AI-driven RCM platforms, like CombineHealth’s multi-agent AI workforce, are already being used to align coding accuracy, documentation integrity, and payer compliance under one roof. 

The good news: the same AI automation that’s transforming RCM can make MIPS performance predictable, auditable, and profitable. By automating coding, documentation, payer policy checks, and denial analytics, practices can move from penalty avoidance to performance optimization.

The payoff: higher reimbursements, fewer claim denials, and the confidence that every Medicare dollar you’ve earned actually reaches your account.

Book a demo with CombineHealth today!

FAQs

What does MIPS mean in healthcare?

MIPS in healthcare stands for Merit-based Incentive Payment System. It’s a program that links Medicare payments to provider performance based on quality, cost, improvement activities, and interoperability. The goal is to encourage high-quality, efficient, and patient-centered care.

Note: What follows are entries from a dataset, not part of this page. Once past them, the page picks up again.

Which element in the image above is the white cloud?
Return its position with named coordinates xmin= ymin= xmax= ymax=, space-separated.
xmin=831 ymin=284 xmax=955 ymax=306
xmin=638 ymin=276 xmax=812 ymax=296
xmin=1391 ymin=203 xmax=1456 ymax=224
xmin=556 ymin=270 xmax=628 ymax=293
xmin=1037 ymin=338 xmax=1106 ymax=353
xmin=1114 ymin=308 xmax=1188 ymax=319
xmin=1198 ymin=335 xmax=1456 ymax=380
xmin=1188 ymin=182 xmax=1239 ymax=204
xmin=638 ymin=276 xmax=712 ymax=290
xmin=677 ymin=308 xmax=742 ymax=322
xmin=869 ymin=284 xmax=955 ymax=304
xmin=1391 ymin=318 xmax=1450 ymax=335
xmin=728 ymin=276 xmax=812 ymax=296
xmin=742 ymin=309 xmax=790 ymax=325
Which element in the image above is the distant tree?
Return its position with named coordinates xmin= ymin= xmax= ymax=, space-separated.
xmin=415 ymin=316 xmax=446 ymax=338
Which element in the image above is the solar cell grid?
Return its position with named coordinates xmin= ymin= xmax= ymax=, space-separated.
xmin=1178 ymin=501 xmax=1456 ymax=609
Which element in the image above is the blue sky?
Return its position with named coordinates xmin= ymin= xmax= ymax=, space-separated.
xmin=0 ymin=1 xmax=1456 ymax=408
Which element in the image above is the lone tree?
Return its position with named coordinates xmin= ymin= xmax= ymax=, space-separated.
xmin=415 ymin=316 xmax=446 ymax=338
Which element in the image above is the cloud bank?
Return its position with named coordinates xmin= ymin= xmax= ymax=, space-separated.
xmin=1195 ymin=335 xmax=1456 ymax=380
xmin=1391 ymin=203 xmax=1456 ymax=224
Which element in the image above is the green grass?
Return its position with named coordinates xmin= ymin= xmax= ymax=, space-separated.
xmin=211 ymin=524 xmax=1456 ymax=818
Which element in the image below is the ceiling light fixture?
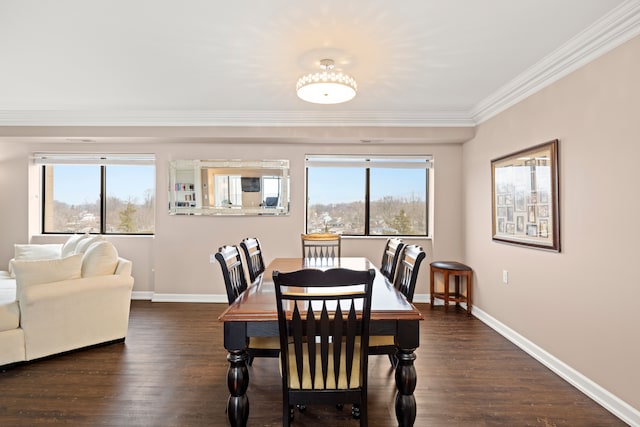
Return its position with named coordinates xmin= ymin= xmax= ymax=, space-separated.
xmin=296 ymin=59 xmax=358 ymax=104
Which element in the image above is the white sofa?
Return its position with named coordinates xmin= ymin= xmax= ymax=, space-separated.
xmin=0 ymin=235 xmax=133 ymax=366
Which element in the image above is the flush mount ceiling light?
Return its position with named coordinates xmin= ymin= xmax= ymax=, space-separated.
xmin=296 ymin=59 xmax=358 ymax=104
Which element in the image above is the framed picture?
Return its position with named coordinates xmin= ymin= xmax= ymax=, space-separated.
xmin=491 ymin=139 xmax=560 ymax=252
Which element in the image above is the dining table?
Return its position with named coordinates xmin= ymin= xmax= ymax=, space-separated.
xmin=219 ymin=257 xmax=424 ymax=427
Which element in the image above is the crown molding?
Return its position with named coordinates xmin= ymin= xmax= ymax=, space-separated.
xmin=0 ymin=0 xmax=640 ymax=127
xmin=470 ymin=0 xmax=640 ymax=124
xmin=0 ymin=107 xmax=475 ymax=127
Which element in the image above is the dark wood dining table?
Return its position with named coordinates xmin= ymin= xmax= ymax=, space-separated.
xmin=219 ymin=257 xmax=424 ymax=427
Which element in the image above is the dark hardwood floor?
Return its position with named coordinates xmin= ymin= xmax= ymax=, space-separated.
xmin=0 ymin=301 xmax=626 ymax=427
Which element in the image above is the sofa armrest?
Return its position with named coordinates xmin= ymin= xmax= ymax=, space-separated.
xmin=19 ymin=275 xmax=133 ymax=360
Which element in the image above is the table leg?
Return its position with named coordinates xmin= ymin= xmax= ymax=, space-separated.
xmin=227 ymin=350 xmax=249 ymax=427
xmin=396 ymin=349 xmax=418 ymax=427
xmin=395 ymin=320 xmax=420 ymax=427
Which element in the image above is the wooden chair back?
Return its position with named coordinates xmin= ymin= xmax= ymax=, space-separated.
xmin=393 ymin=245 xmax=427 ymax=302
xmin=380 ymin=238 xmax=404 ymax=283
xmin=216 ymin=246 xmax=247 ymax=304
xmin=302 ymin=233 xmax=342 ymax=259
xmin=273 ymin=268 xmax=375 ymax=426
xmin=240 ymin=237 xmax=265 ymax=282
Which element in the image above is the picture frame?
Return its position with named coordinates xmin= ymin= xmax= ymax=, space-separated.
xmin=491 ymin=139 xmax=560 ymax=252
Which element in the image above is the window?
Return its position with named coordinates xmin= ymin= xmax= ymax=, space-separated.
xmin=306 ymin=156 xmax=431 ymax=236
xmin=35 ymin=154 xmax=155 ymax=234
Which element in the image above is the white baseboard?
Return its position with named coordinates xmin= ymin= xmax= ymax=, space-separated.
xmin=131 ymin=291 xmax=153 ymax=301
xmin=151 ymin=294 xmax=229 ymax=304
xmin=131 ymin=291 xmax=228 ymax=304
xmin=472 ymin=306 xmax=640 ymax=427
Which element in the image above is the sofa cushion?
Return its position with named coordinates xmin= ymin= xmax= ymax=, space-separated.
xmin=13 ymin=254 xmax=82 ymax=301
xmin=9 ymin=243 xmax=62 ymax=278
xmin=75 ymin=235 xmax=105 ymax=254
xmin=60 ymin=233 xmax=91 ymax=258
xmin=0 ymin=300 xmax=20 ymax=332
xmin=82 ymin=240 xmax=118 ymax=277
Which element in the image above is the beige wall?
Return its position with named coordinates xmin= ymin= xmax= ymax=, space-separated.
xmin=463 ymin=38 xmax=640 ymax=408
xmin=0 ymin=141 xmax=464 ymax=301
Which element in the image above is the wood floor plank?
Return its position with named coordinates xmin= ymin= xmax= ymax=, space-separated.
xmin=0 ymin=301 xmax=626 ymax=427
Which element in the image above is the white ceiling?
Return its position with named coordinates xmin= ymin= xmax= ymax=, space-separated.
xmin=0 ymin=0 xmax=640 ymax=133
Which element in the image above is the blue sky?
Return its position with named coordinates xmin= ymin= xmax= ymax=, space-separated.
xmin=309 ymin=168 xmax=426 ymax=205
xmin=53 ymin=165 xmax=155 ymax=205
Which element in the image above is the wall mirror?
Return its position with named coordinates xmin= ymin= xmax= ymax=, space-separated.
xmin=169 ymin=160 xmax=289 ymax=215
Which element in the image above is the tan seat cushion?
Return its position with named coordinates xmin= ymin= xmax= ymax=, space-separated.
xmin=13 ymin=254 xmax=82 ymax=301
xmin=280 ymin=342 xmax=360 ymax=390
xmin=0 ymin=298 xmax=20 ymax=332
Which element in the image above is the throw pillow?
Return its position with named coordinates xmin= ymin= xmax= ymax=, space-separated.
xmin=60 ymin=233 xmax=91 ymax=258
xmin=75 ymin=235 xmax=104 ymax=254
xmin=13 ymin=254 xmax=82 ymax=300
xmin=82 ymin=240 xmax=118 ymax=277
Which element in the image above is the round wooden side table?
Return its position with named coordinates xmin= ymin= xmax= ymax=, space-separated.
xmin=430 ymin=261 xmax=473 ymax=314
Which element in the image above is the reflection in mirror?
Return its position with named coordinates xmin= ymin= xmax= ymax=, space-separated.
xmin=169 ymin=160 xmax=289 ymax=215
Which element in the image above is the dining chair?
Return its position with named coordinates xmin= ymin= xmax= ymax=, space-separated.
xmin=301 ymin=233 xmax=342 ymax=259
xmin=380 ymin=237 xmax=404 ymax=283
xmin=240 ymin=237 xmax=265 ymax=282
xmin=215 ymin=246 xmax=280 ymax=366
xmin=369 ymin=245 xmax=427 ymax=368
xmin=273 ymin=268 xmax=375 ymax=426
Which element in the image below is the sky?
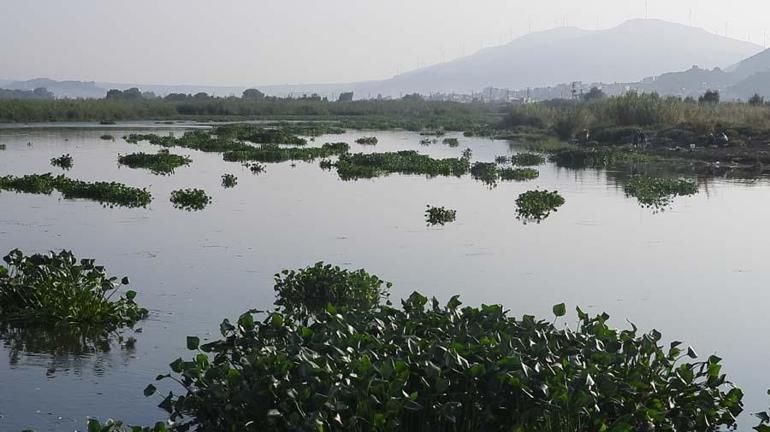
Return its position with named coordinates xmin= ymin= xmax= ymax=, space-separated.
xmin=0 ymin=0 xmax=770 ymax=86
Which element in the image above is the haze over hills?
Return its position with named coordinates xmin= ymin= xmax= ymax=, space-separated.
xmin=0 ymin=20 xmax=770 ymax=98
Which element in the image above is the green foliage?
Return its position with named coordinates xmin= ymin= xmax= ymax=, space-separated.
xmin=443 ymin=138 xmax=460 ymax=147
xmin=425 ymin=205 xmax=457 ymax=226
xmin=516 ymin=190 xmax=565 ymax=223
xmin=356 ymin=137 xmax=379 ymax=145
xmin=0 ymin=249 xmax=148 ymax=329
xmin=51 ymin=153 xmax=72 ymax=170
xmin=118 ymin=150 xmax=192 ymax=175
xmin=275 ymin=262 xmax=391 ymax=317
xmin=337 ymin=150 xmax=469 ymax=180
xmin=0 ymin=173 xmax=152 ymax=207
xmin=497 ymin=168 xmax=540 ymax=181
xmin=146 ymin=293 xmax=742 ymax=432
xmin=171 ymin=189 xmax=211 ymax=211
xmin=222 ymin=174 xmax=238 ymax=189
xmin=511 ymin=153 xmax=545 ymax=166
xmin=623 ymin=176 xmax=698 ymax=209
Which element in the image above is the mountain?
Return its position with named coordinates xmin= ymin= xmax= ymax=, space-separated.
xmin=2 ymin=78 xmax=107 ymax=98
xmin=354 ymin=19 xmax=761 ymax=95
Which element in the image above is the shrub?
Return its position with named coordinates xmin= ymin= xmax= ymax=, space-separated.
xmin=51 ymin=153 xmax=72 ymax=170
xmin=425 ymin=205 xmax=457 ymax=226
xmin=275 ymin=262 xmax=391 ymax=316
xmin=145 ymin=293 xmax=742 ymax=432
xmin=171 ymin=189 xmax=211 ymax=211
xmin=516 ymin=190 xmax=564 ymax=223
xmin=0 ymin=249 xmax=148 ymax=328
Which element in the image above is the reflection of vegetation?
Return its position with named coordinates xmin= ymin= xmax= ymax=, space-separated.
xmin=51 ymin=153 xmax=72 ymax=170
xmin=0 ymin=249 xmax=147 ymax=329
xmin=222 ymin=174 xmax=238 ymax=189
xmin=425 ymin=205 xmax=457 ymax=226
xmin=356 ymin=137 xmax=379 ymax=145
xmin=623 ymin=176 xmax=698 ymax=209
xmin=516 ymin=190 xmax=564 ymax=223
xmin=171 ymin=189 xmax=211 ymax=211
xmin=118 ymin=149 xmax=192 ymax=174
xmin=0 ymin=173 xmax=152 ymax=207
xmin=337 ymin=150 xmax=469 ymax=180
xmin=498 ymin=168 xmax=540 ymax=181
xmin=140 ymin=274 xmax=742 ymax=432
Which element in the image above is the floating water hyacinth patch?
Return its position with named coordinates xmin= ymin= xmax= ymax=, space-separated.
xmin=425 ymin=205 xmax=457 ymax=226
xmin=51 ymin=153 xmax=73 ymax=170
xmin=171 ymin=189 xmax=211 ymax=211
xmin=623 ymin=176 xmax=698 ymax=211
xmin=222 ymin=174 xmax=238 ymax=189
xmin=356 ymin=137 xmax=379 ymax=145
xmin=516 ymin=190 xmax=565 ymax=223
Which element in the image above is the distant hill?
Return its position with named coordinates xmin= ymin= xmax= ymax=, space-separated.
xmin=356 ymin=20 xmax=761 ymax=94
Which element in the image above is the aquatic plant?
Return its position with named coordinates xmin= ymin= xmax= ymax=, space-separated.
xmin=470 ymin=162 xmax=499 ymax=186
xmin=337 ymin=150 xmax=469 ymax=180
xmin=443 ymin=138 xmax=460 ymax=147
xmin=425 ymin=205 xmax=457 ymax=226
xmin=0 ymin=173 xmax=152 ymax=207
xmin=623 ymin=176 xmax=698 ymax=210
xmin=0 ymin=249 xmax=148 ymax=328
xmin=356 ymin=137 xmax=379 ymax=145
xmin=223 ymin=143 xmax=350 ymax=163
xmin=274 ymin=262 xmax=391 ymax=317
xmin=171 ymin=189 xmax=211 ymax=211
xmin=516 ymin=190 xmax=565 ymax=223
xmin=497 ymin=168 xmax=540 ymax=181
xmin=51 ymin=153 xmax=72 ymax=170
xmin=118 ymin=149 xmax=192 ymax=175
xmin=145 ymin=286 xmax=743 ymax=432
xmin=511 ymin=153 xmax=545 ymax=166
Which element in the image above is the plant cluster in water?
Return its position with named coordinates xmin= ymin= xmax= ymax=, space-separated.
xmin=443 ymin=138 xmax=460 ymax=147
xmin=511 ymin=153 xmax=545 ymax=166
xmin=0 ymin=173 xmax=152 ymax=207
xmin=356 ymin=137 xmax=379 ymax=145
xmin=171 ymin=189 xmax=211 ymax=211
xmin=337 ymin=150 xmax=469 ymax=180
xmin=0 ymin=250 xmax=148 ymax=329
xmin=425 ymin=205 xmax=457 ymax=226
xmin=51 ymin=153 xmax=72 ymax=170
xmin=134 ymin=265 xmax=743 ymax=432
xmin=516 ymin=190 xmax=564 ymax=223
xmin=623 ymin=176 xmax=698 ymax=210
xmin=222 ymin=174 xmax=238 ymax=189
xmin=118 ymin=149 xmax=192 ymax=175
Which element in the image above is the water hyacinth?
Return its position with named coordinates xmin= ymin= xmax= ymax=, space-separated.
xmin=51 ymin=153 xmax=73 ymax=170
xmin=516 ymin=190 xmax=565 ymax=223
xmin=425 ymin=205 xmax=457 ymax=226
xmin=118 ymin=149 xmax=192 ymax=175
xmin=0 ymin=249 xmax=148 ymax=329
xmin=623 ymin=176 xmax=698 ymax=210
xmin=171 ymin=189 xmax=211 ymax=211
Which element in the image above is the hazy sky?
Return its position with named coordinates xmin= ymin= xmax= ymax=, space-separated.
xmin=0 ymin=0 xmax=770 ymax=86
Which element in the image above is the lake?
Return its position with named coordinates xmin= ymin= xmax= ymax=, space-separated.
xmin=0 ymin=123 xmax=770 ymax=431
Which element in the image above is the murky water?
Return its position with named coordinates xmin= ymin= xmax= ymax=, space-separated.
xmin=0 ymin=125 xmax=770 ymax=431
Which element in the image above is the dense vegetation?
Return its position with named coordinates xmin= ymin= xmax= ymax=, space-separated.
xmin=0 ymin=250 xmax=148 ymax=329
xmin=171 ymin=189 xmax=211 ymax=211
xmin=0 ymin=173 xmax=152 ymax=207
xmin=425 ymin=205 xmax=457 ymax=226
xmin=516 ymin=190 xmax=565 ymax=223
xmin=118 ymin=149 xmax=192 ymax=175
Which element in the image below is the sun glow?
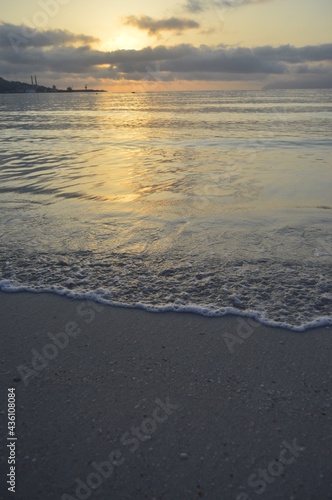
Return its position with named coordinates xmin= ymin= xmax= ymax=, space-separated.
xmin=102 ymin=29 xmax=148 ymax=51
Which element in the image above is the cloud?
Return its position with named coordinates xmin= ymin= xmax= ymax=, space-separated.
xmin=0 ymin=23 xmax=99 ymax=47
xmin=184 ymin=0 xmax=274 ymax=13
xmin=185 ymin=0 xmax=205 ymax=13
xmin=0 ymin=24 xmax=332 ymax=87
xmin=125 ymin=16 xmax=200 ymax=35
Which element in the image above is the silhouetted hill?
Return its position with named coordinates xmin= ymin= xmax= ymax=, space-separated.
xmin=0 ymin=76 xmax=52 ymax=94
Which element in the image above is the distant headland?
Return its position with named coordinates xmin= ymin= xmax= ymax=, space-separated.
xmin=0 ymin=76 xmax=107 ymax=94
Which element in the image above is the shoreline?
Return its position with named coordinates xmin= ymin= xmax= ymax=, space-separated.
xmin=0 ymin=286 xmax=332 ymax=333
xmin=0 ymin=292 xmax=332 ymax=500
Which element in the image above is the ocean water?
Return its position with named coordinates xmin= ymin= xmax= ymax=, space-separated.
xmin=0 ymin=90 xmax=332 ymax=330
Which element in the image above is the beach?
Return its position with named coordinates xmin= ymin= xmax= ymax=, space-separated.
xmin=0 ymin=293 xmax=332 ymax=500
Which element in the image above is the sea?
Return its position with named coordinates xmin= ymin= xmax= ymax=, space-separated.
xmin=0 ymin=90 xmax=332 ymax=331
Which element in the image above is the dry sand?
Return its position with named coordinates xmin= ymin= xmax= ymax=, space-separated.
xmin=0 ymin=293 xmax=332 ymax=500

What is MIPS used for in healthcare?

MIPS, or the Merit-Based Incentive Payment System, is used in healthcare to evaluate clinicians’ performance based on quality, cost, improvement activities, and interoperability. It adjusts Medicare payments to encourage high-quality, efficient, and patient-centered care while reducing costs and improving overall healthcare outcomes.

Who is eligible for MIPS?

Eligible clinicians for MIPS include physicians, physician assistants, nurse practitioners, clinical nurse specialists, and certified registered nurse anesthetists who bill Medicare Part B. To qualify, they must exceed low-volume thresholds based on Medicare patients, services, and allowed charges during the performance year.

What happens if I don't participate in MIPS?

If you don’t participate in MIPS, you may face up to a 9% penalty on your Medicare reimbursements. Non-participation also means missing out on potential positive payment adjustments and the opportunity to improve care quality and performance reporting under the Medicare program.

Is MIPS for Medicaid?

No, MIPS is not for Medicaid. The Merit-Based Incentive Payment System (MIPS) applies only to clinicians billing Medicare Part B. However, some Medicaid programs may have their own quality reporting or value-based incentive initiatives that operate separately from MIPS.